" (...) O viajante só discorda de Adalberto porque sabe, desta história, mais do que ele. Ouviu dizer que nos paços do almirante, em Verões antigos, tinham lugar encontros de coração. Mas as damas vinham duas e o Salazar era um só. A paixão dele era uma castelã, de sangue azul e modos adocicados, diplomática e discreta. O nome dela era uma cordilheira, só ele enchia a página inteira dos assentos. Mas o enlevo que mostrava ao sacripanta era apenas circunstância.

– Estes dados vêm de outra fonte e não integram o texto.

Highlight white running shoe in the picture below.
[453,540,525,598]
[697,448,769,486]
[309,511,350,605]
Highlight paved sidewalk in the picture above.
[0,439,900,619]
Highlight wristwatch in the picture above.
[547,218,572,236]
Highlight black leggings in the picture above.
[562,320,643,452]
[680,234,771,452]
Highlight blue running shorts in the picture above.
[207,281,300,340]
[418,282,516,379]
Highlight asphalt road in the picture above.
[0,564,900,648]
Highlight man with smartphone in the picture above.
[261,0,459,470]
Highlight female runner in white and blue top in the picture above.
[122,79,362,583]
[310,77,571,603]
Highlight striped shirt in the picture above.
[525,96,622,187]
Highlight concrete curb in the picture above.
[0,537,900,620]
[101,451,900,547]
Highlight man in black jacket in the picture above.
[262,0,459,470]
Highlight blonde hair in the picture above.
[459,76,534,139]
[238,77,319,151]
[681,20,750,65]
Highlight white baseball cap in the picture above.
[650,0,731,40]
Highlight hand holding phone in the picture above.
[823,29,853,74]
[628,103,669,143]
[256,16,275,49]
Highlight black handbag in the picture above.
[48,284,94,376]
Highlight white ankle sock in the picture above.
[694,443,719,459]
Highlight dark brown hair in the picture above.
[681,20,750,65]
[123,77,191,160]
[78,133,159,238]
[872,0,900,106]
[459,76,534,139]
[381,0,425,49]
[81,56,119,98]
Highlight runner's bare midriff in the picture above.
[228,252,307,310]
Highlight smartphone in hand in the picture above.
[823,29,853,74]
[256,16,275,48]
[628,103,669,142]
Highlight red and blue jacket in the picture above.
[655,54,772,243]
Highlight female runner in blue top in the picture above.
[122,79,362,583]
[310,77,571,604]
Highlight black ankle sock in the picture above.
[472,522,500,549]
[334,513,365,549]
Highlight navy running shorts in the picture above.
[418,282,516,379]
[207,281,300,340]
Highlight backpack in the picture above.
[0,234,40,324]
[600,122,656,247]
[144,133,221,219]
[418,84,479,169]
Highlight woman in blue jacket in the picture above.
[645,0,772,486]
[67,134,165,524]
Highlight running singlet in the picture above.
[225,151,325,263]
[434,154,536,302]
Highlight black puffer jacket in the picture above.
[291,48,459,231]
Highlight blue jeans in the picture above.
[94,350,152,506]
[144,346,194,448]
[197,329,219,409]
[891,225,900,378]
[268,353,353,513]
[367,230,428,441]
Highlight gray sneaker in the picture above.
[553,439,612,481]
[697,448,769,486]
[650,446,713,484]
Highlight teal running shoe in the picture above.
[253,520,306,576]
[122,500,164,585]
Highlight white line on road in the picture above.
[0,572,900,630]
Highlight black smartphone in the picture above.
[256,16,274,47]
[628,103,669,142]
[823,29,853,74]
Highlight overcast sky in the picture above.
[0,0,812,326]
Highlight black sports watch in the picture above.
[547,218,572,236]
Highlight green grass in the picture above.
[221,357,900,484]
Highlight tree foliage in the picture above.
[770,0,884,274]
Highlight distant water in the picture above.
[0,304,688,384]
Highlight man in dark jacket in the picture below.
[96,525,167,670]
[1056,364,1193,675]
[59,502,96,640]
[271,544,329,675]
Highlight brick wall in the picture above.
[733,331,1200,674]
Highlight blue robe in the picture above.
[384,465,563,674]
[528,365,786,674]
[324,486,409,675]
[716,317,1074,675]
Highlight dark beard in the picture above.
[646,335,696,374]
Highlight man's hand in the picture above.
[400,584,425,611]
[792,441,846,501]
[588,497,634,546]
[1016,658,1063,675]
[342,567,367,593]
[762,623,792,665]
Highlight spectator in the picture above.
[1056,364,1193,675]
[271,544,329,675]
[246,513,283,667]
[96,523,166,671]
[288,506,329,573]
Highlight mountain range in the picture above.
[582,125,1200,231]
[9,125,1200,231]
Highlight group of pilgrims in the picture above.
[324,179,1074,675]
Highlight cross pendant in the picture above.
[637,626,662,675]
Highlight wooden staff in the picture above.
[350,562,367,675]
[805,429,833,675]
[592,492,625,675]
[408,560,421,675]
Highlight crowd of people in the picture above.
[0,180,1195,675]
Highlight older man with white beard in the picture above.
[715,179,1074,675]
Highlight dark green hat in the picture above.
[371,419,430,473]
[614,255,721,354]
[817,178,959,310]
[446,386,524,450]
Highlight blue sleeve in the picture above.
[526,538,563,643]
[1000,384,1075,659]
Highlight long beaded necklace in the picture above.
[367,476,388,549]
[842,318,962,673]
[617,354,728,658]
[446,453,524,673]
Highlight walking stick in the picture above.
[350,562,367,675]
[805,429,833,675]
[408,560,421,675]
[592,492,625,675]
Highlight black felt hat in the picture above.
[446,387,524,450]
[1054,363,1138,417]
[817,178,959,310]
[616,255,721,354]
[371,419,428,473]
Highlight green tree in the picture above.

Já a outra era azougada, uma amazona. Desfolhava-se por ele e não controlava os impulsos do corpo, que era tão vasto quanto impaciente. Dizia ela que a vida são dois dias e lá teria razão. Porém ele fazia-se de sonso e não lhe dava saída, que lhe metia medo a mulheraça. E fazia-lhe lembrar a Carlota Joaquina.
Quantas vezes casos bicudos da história, como este do Salazar, encontram explicação assim ao virar da esquina! Isto vai ruminando o viajante, que foi procurar uns paços de almirante e já os encontrou. Abatidos, decadentes, a caminhar para a ruína, tão transitórios como as glórias do mundo. Foi isto um gemido de amazona, ou alguma porta que rangeu?!
Quem em tempos conheceu bem estas escadarias foi Francisca, das Moitas de São Martinho, se nelas derramou as lágrimas melhores. Tinha três filhos mas só lhe sobraram dois, que o terceiro levaram-no umas febres num sertão de África para onde foi à ventura. Um dia o mais novato andava nuns lameiros, a gadanhar o feno ali às Águas-Vivas. E láa entrou em despiques com um farsola, por causa duma gaiata. O resto foi o vinho que o fez. Veio para casa mais cedo, foi buscar a caçadeira, e pôs-se à espera que o carro dos bois parasse no meio do povo. Não era o mesmo farsola que vinha a cavalo nele, mas ele nem reparou. E vindimou-lhe o pai sem o saber, amaldiçoada hora!
A mãe Francisca ateve-se ao almirante, pois a quem... A justiça era tão longe, a vida era tão madrasta, o seu homem emigrara sem lhe mandar um tostão... Andou que tempos a caminhar para aqui, por esses montes abaixo. Num taleiguito à cabeça trazia o melhor que tinha, que era nada. Mas abrigava no peito uma esperança, nem sabia, de merecer uma atenção do almirante. O filho apanhou a pena máxima, nunca mais se endireitou. E um dia a velha Francisca, perdida aquela ilusão, tomou-se do desalento e lá se deixou morrer. (...)"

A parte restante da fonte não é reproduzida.